Many bishops (with their diocesan lawyers) continue to deal with abuse primarily via litigation and retributive justice: They focus on punishing the perpetrator and financially compensating the victim, Father Thomas Berg says. “But most survivors don’t want money,” he said. “They settle for that because it’s the best they can get in terms of some kind of just outcome. And in this whole process, victim-survivors have too often been horribly re-traumatized by the way they have been treated in the church.”
In the past decade, Berg and other advocates for clerical abuse survivors, including the Sisters of the Little Way, have favored what is called a restorative justice approach. “Restorative justice focuses first on healing the victim,” he said. “On the victim’s need to be heard, seen, and believed.”
The sisters are almost depressingly realistic in their belief that abuse cannot be totally eradicated this side of heaven. It’s why they envision their order less as the church’s first-string players against abusers than its coaches, putting their safeguard training to work to identify institutional weak points in order to change the church’s culture of accountability. “We think we can outsource our danger,” Danielle Victoria said. “We’re never going to create a completely safe environment. What is safe is knowing your own potential for danger and for harm.”

Board member Paul Fahey believes the sisters have the potential to change church culture from the bottom up through their work, whether it’s working with church leadership to reform systems, providing a physical place of welcome for survivors among their community at their mother house, or reaching those scandalized by the church through their digital apostolate. For the sisters, Descent into Light is the first step in that work. In showing their own wounds in such a public and vulnerable way, the sisters are letting other abuse survivors know they are not alone, and that someone wants to hear their stories. With their order, the sisters plan to help abuse survivors figure out how they too can build something beautiful and new on top of the ashes. But first, they must give them the tools.
“If I don’t have the vocabulary to understand my own experience, that’s like another layer of injustice, because without that vocabulary I’m not able to talk to others and get support,” said Fahey, a limited licensed counselor who hosts workshops on spiritual abuse. “[The sisters’] podcast has given people a vocabulary, not only to understand their own experiences and for their own healing, but also to know what are the bad experiences when talking about spiritual coercion. That equips people to just say, ‘I don’t need to tolerate this anymore.’”

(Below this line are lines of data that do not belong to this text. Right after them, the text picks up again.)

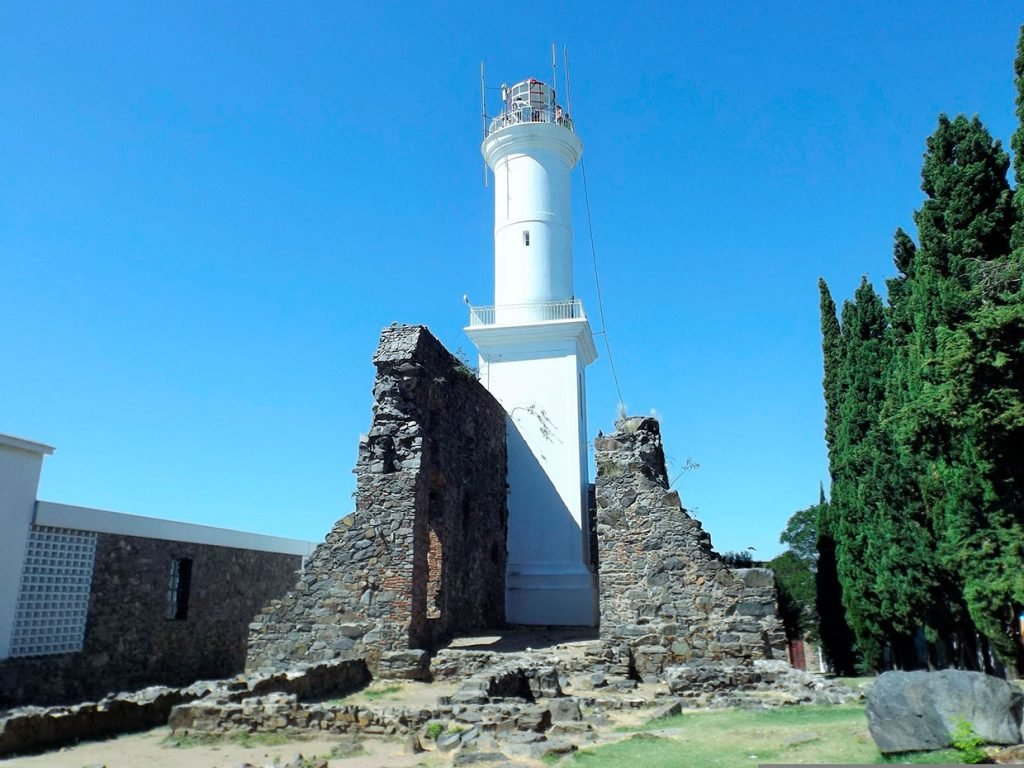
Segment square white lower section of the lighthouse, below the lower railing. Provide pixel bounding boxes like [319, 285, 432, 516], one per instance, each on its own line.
[466, 317, 598, 627]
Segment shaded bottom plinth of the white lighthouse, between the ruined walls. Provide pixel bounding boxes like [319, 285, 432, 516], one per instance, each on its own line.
[505, 564, 598, 627]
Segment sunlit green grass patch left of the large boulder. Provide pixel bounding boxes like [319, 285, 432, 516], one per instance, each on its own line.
[559, 705, 961, 768]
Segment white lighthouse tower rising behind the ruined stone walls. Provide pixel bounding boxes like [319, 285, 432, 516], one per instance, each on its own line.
[466, 80, 598, 627]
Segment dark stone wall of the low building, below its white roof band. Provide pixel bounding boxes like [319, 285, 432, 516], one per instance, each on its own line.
[0, 534, 302, 708]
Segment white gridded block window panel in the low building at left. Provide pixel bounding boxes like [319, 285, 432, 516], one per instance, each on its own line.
[10, 525, 96, 656]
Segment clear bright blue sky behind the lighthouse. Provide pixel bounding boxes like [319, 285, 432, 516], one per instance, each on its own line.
[0, 0, 1024, 557]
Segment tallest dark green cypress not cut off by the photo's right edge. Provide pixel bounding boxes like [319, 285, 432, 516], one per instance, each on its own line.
[890, 116, 1015, 666]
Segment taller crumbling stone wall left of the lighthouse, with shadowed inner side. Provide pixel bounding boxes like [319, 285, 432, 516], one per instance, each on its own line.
[247, 326, 508, 676]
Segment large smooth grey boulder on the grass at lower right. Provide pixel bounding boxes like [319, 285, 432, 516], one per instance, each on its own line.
[867, 670, 1024, 754]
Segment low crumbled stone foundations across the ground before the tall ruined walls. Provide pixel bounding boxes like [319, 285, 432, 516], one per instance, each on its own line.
[0, 641, 861, 759]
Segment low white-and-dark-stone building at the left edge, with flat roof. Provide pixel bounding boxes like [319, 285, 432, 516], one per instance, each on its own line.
[0, 435, 312, 708]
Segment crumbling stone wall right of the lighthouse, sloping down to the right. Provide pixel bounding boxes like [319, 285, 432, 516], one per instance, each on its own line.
[594, 418, 785, 676]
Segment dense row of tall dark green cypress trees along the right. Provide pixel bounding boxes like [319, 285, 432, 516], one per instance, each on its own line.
[818, 33, 1024, 672]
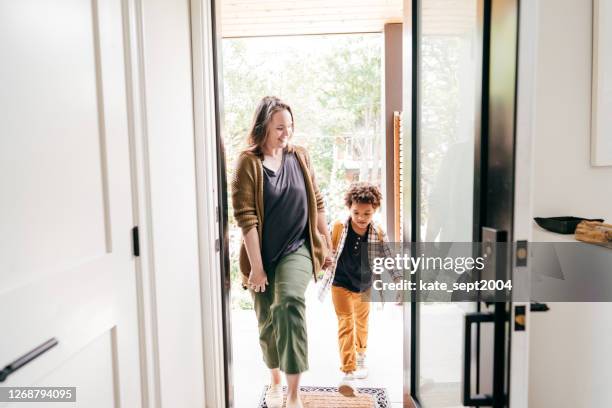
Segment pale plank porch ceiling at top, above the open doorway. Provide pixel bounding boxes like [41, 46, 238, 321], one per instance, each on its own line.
[217, 0, 477, 38]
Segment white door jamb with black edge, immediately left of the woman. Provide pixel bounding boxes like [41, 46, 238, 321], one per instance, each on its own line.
[190, 0, 228, 407]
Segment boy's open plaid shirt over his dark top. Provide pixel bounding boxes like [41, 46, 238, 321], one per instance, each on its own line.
[318, 217, 403, 302]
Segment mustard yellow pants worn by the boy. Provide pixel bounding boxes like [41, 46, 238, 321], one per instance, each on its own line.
[332, 286, 370, 373]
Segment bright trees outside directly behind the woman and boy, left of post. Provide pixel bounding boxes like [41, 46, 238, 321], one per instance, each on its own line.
[222, 34, 383, 308]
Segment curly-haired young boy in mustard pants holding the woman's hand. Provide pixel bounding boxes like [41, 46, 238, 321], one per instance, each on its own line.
[319, 182, 401, 397]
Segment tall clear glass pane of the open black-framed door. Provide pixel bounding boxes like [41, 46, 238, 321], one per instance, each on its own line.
[417, 0, 481, 408]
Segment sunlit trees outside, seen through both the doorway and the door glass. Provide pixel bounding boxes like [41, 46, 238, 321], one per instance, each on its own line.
[222, 34, 466, 309]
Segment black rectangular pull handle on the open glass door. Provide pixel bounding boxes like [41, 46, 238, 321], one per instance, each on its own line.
[463, 312, 494, 407]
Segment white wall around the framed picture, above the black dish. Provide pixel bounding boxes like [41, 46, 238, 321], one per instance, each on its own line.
[534, 0, 612, 222]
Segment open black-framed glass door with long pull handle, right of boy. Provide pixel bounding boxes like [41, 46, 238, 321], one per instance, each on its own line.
[406, 0, 518, 408]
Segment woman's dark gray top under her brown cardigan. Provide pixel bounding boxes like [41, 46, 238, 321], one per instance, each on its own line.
[261, 152, 308, 270]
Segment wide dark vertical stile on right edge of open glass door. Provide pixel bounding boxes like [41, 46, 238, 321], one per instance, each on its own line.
[482, 0, 519, 408]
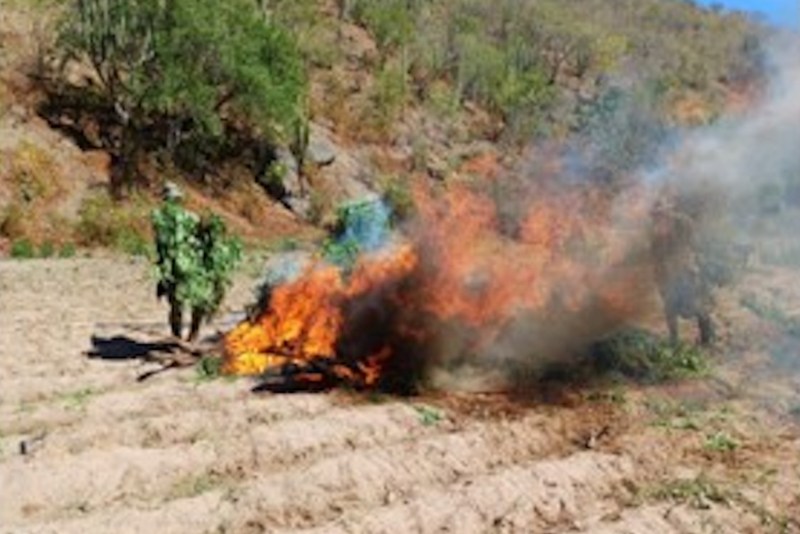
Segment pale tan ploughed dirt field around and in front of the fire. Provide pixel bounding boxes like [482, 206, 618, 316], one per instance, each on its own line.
[0, 259, 800, 534]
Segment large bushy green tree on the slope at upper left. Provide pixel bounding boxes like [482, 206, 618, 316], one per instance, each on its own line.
[59, 0, 306, 195]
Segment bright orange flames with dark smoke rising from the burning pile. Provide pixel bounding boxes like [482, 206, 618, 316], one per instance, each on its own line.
[219, 182, 639, 389]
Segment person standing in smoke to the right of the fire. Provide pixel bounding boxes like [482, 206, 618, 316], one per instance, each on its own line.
[651, 192, 716, 345]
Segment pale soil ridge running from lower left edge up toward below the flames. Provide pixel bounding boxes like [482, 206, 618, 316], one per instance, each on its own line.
[0, 404, 438, 522]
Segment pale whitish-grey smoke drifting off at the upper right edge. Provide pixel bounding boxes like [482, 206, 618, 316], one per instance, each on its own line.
[644, 34, 800, 278]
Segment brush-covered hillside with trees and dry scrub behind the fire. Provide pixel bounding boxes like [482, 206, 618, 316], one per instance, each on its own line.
[0, 0, 765, 254]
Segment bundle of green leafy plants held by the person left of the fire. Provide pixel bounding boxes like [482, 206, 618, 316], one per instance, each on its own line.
[152, 201, 241, 326]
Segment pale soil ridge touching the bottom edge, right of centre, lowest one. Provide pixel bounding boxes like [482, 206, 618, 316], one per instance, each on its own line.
[296, 452, 635, 534]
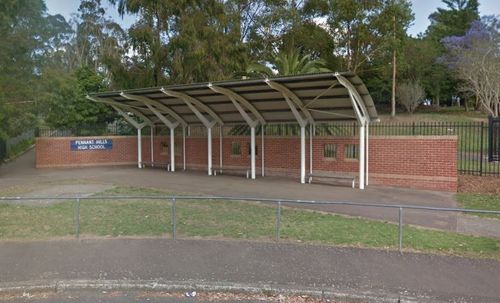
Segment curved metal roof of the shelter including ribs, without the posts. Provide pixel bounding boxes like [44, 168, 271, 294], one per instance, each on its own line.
[88, 72, 378, 125]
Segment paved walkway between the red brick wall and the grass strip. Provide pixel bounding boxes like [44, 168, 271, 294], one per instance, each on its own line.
[0, 151, 457, 231]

“I think reform really happens there too, when on the ground, enough Catholics say, ‘We don’t want to put up with it,’” Fahey said. But the cultural reticence surrounding abuse in many Catholic spaces means the average person doesn’t always know how to articulate something that can be as slippery as grooming, or manipulation by a clergy member in the guise of spiritual direction. A gut feeling that something isn’t right isn’t always enough to advocate for justice.
In ministering to the abused, the Sisters of the Little Way intend to restore this essential aspect of the Christian gospel to the center of the church. “Vulnerability is the way in which God emptied himself to enter into our human experience,” Danielle Victoria said. “He’s elevated and dignified our vulnerability to something sacred.”